Geopolitical tensions in the Middle East are revealing more than a simple energy crisis — they are exposing a deeper vulnerability in the global petrochemical industry. The sparks from crude oil have now spread to naphtha.

Jeong Young-hoon
Korea and other Asian nations have long depended on the Middle East for a significant share of their naphtha imports, operating under the assumption that supply would remain stable. Yet instability around the Strait of Hormuz and the Gulf region is no longer just driving up oil prices; it has evolved into a structural risk threatening the very foundations of petrochemical feedstock supply.
The consequences are already rippling across the industry.
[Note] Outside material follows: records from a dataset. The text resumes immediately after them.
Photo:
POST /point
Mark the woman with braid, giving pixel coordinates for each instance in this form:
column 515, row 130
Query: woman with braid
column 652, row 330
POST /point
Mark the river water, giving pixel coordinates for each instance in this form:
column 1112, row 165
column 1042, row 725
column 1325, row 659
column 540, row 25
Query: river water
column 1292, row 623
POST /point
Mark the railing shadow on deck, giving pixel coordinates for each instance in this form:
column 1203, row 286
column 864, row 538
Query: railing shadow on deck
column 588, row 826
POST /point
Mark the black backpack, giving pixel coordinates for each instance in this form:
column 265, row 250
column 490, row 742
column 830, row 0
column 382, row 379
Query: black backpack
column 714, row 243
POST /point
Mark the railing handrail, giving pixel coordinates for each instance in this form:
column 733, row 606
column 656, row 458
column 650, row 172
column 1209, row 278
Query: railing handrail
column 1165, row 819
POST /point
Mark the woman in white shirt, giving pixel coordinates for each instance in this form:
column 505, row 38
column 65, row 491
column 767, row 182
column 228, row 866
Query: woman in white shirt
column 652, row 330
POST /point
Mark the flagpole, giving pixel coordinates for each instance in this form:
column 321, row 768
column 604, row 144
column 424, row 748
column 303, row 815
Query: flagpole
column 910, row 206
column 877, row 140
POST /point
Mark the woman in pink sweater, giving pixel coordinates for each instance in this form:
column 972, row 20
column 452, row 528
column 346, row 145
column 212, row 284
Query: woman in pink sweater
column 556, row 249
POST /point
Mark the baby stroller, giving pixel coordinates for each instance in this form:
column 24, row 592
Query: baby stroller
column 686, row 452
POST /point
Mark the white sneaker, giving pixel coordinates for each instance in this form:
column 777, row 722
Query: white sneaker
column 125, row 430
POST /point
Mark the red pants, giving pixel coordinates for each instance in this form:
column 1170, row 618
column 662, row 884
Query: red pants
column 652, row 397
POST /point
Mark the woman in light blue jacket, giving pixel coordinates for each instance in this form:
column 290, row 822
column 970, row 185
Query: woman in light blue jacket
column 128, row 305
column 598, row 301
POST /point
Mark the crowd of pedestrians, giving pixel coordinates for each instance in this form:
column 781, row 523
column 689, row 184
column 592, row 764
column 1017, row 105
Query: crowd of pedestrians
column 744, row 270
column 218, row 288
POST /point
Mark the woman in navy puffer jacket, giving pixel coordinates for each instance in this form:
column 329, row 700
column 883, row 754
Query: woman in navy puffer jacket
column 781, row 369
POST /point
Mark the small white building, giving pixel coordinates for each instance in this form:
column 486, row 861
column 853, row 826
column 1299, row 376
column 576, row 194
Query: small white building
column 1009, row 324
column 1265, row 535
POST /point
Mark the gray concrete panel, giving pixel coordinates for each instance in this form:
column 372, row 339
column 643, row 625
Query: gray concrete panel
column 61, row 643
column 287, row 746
Soaring product prices, supply disruptions, growing risks of contract defaults and declining utilization rates at naphtha cracking centers (NCCs) are converging to deepen uncertainty. This is no longer a temporary shock. It is a structural problem — one that will almost certainly repeat itself.
Against this backdrop, a fundamental question arises: Is continued dependence on fossil-based naphtha still a viable strategy?
The petrochemical industry has long faced two simultaneous pressures — unstable naphtha supply and pricing on one hand, and tightening carbon regulations on the other. In the past, these challenges were addressed separately.
Now, however, we have entered a phase in which both must be solved together. The answer, I argue, lies in waste resources such as waste plastics and waste vinyl — specifically, the industrial use of low-carbon circular feedstock recovered through chemical decomposition rather than physical recycling or incineration, grounded in a resource-circulation model. In short: Circular naphtha.
It is important to understand how this market differs from the recycled fuel sector. Unlike biodiesel or sustainable aviation fuel, the circular feedstock market for petrochemicals is not driven by mandatory blending obligations or minimum usage requirements. Instead, it is shaped by greenhouse gas accounting frameworks, mass balance systems and international certifications such as ISCC PLUS.
Within this structure, circular naphtha must evolve beyond an experimental alternative to become a feedstock fully integrated into existing refinery and NCC operations — a genuine industrial input, not a policy footnote.
Europe is already moving rapidly in this direction. While commercial-scale operations involving waste vinyl and plastics are still emerging, the integration of biodiesel and bionaphtha — derived from waste cooking oil and other bio-based feedstocks — into plastics manufacturing, aviation fuel and marine fuel has already reached commercialization. Crucially, this market expansion is being achieved not by building entirely new facilities, but by feeding circular feedstocks into existing infrastructure. That distinction is critical for scalability and cost.
Asia, including Korea, still faces a significant gap in this regard. Recycled fuels generate reliable statistical data through mandatory blending rules and regulatory frameworks, but circular feedstock supply remains heavily dependent on overseas sources. This is precisely why waste vinyl and waste plastic technologies deserve focused attention — though one important caveat must be acknowledged: Not all waste plastic pyrolysis technologies deliver equal value.
Conventional pyrolysis has primarily produced heavy-grade oil, typically blended with crude as a supplementary input. Recently, however, a new technology pioneered by City Oil Field has been commercialized in Korea, marking a significant departure from this norm. By controlling reactions at relatively low temperatures through a noncombustion process, it minimizes impurities and eases downstream processing — enabling, for the first time, the stable and environmentally sound production of naphtha-grade circular feedstock.
The implications are significant. Even without crude oil, naphtha-grade material capable of producing vinyl and plastic products can be generated from discarded waste alone. Whether this feedstock is reintroduced as plastic raw material to establish a true virtuous cycle will determine its full industrial value. Beyond serving as a supplementary response to the naphtha supply crisis, this technology could mark a turning point in reducing greenhouse gas emissions, stabilizing industrial structures and ultimately improving quality of life.
The path forward is clear. At the national level, quality standards for naphtha-grade circular feedstock should be categorized by grade — similar to classifications applied to gasoline, diesel and kerosene — and mandatory usage requirements should be institutionalized to match feedstock with appropriate end uses. Just as bio-based fuels benefit from government support, circular feedstocks derived from waste vinyl and plastics require equivalent policy frameworks: Usage-based incentives, carbon-reduction recognition and certification linkages.
With these foundations in place, Korea — a nation with no oil reserves of its own — has every reason to become a globally recognized model of energy self-sufficiency in naphtha production and circular feedstock.
Jeong Young-hoon is CEO of City Oil Field.